After a turbulent few years in British politics, another election to find the next leader of the Conservative Party – and thus, our new prime minister begins.
Several weeks of debates and campaigning have whittled the candidates down to two – former Chancellor of the Exchequer Rishi Sunak, and Foreign Secretary Liz Truss. Whoever emerges as Britain’s new prime minister will carry the burden of soaring inflation, the war in Ukraine and the economic aftershocks of COVID-19.
Alongside these monumental economic dilemmas – whoever is elected on 5 September must also spell out a clear roadmap for how they plan to address the country’s housing crisis. In this week’s blog, we’re examining the two potential leaders and what their premiership may mean for the nation’s landlords and tenants.
Rishi Sunak, MP for Richmond (Yorkshire)
Within 48 hours following Boris Johnson’s resignation, Rishi Sunak, who is best known for serving as chancellor from February 2020 to July 2022, launched his “#Ready4Rishi” campaign. Over the past two years, his policies have been instrumental in guiding us through the darkest days of the pandemic – but what kind of approach could he take as prime minister?
- Sunak has ruled out tax cuts until public finances improve and inflation is under control.
- The former Chancellor has consistently voted to reduce central government funding for local councils.
- It’s likely that Sunak will stick with the plan to increase corporation tax from 19 per cent to 25 per cent in 2023.
Rishi Sunak’s describes his approach as “common sense Thatcherism”. Less funding for local councils may limit their ability to intervene in the rental market, this could lead to a reduction in new landlord licensing schemes or limits on short-term rentals.
Compared to Truss, Sunak appears more likely to take a similar approach to regulation and reform as Boris Johnson. This could increase the chances of the widespread rental reforms, including the banning of Section 21 evictions, passing through parliament without any changes.
Liz Truss, MP for South West Norfolk
Liz Truss defeated Penny Mordaunt after a late surge of support from Conservative MPs, thus moving into the final two. With more experience in the cabinet and as a government minister than Rishi Sunak, some of the biggest pledges of the incumbent foreign secretary include:
- £30 billion of tax cuts, including tax breaks for cohabiting couples.
- A reversal of the planned rise in corporation tax.
- A review of the Bank of England’s mandate.
- Scrapping “top-down Stalinist housing targets”.
With plans to cut tax and simplify regulations, Liz Truss promises the “biggest change in economic policy for 30 years”. Her pledge to reverse the planned rise in corporation tax (with hints she may even reduce the current rate of 19 per cent) could provide a boost for limited company landlords.
On the other hand, with little detail on how Truss plans to review the Bank of England’s mandate, it’s hard to predict how landlords could be affected. However, a change to how the Bank of England works could see interest rates rise or fall, which could affect landlords’ buy-to-let mortgage repayments.
What do landlords want?
The next prime minister is being urged by the NRLA (National Residential Landlords Association) to encourage investment in the rental sector in order to meet the growing demand from tenants. They argue that cutting the supply of rental houses over the past six years has done little to encourage new home ownership. Instead, rents have increased due to a limited supply and strong demand, thereby preventing tenants from saving money for a mortgage deposit.
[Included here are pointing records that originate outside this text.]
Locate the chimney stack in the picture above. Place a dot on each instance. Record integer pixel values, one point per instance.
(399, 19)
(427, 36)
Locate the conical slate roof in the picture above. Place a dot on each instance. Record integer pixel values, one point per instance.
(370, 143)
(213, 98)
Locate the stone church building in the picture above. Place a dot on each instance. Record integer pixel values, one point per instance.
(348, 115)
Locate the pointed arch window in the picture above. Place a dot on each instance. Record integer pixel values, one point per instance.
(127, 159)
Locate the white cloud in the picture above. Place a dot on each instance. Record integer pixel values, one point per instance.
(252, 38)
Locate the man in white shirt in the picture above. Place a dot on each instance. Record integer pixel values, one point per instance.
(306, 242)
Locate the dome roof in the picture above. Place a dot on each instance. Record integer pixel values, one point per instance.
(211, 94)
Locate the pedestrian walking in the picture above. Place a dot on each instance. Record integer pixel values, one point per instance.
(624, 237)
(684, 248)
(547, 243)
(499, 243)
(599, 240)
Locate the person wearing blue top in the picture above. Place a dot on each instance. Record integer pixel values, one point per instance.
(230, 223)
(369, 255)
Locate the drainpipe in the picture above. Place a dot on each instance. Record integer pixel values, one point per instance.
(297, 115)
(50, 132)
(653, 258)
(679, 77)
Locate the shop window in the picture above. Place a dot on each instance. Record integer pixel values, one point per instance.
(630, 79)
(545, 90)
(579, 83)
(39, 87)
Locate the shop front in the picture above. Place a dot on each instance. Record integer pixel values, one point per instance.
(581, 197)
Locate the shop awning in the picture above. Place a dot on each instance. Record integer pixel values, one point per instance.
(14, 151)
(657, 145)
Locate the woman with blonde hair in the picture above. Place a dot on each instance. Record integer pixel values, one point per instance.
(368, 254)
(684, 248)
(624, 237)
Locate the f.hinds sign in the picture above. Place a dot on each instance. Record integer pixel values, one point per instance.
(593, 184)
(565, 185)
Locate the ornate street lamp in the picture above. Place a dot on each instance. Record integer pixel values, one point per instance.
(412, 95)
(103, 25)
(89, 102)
There’s no denying that we’re set for an unpredictable few months – and of course, no market responds well to uncertainty. However, the past two years have shown us that UK property is incredibly resilient; evident through its ability to resist the adversity of Brexit, COVID-19 and rising inflation/interest rates.
Whatever the outcome of the Conservative leadership race, it is evident that rental reform is on the horizon. At Targetfollow, we believe that both candidates for prime minister have the potential to create a vibrant private rental market that works to the benefit of landlords and aspiring home owners.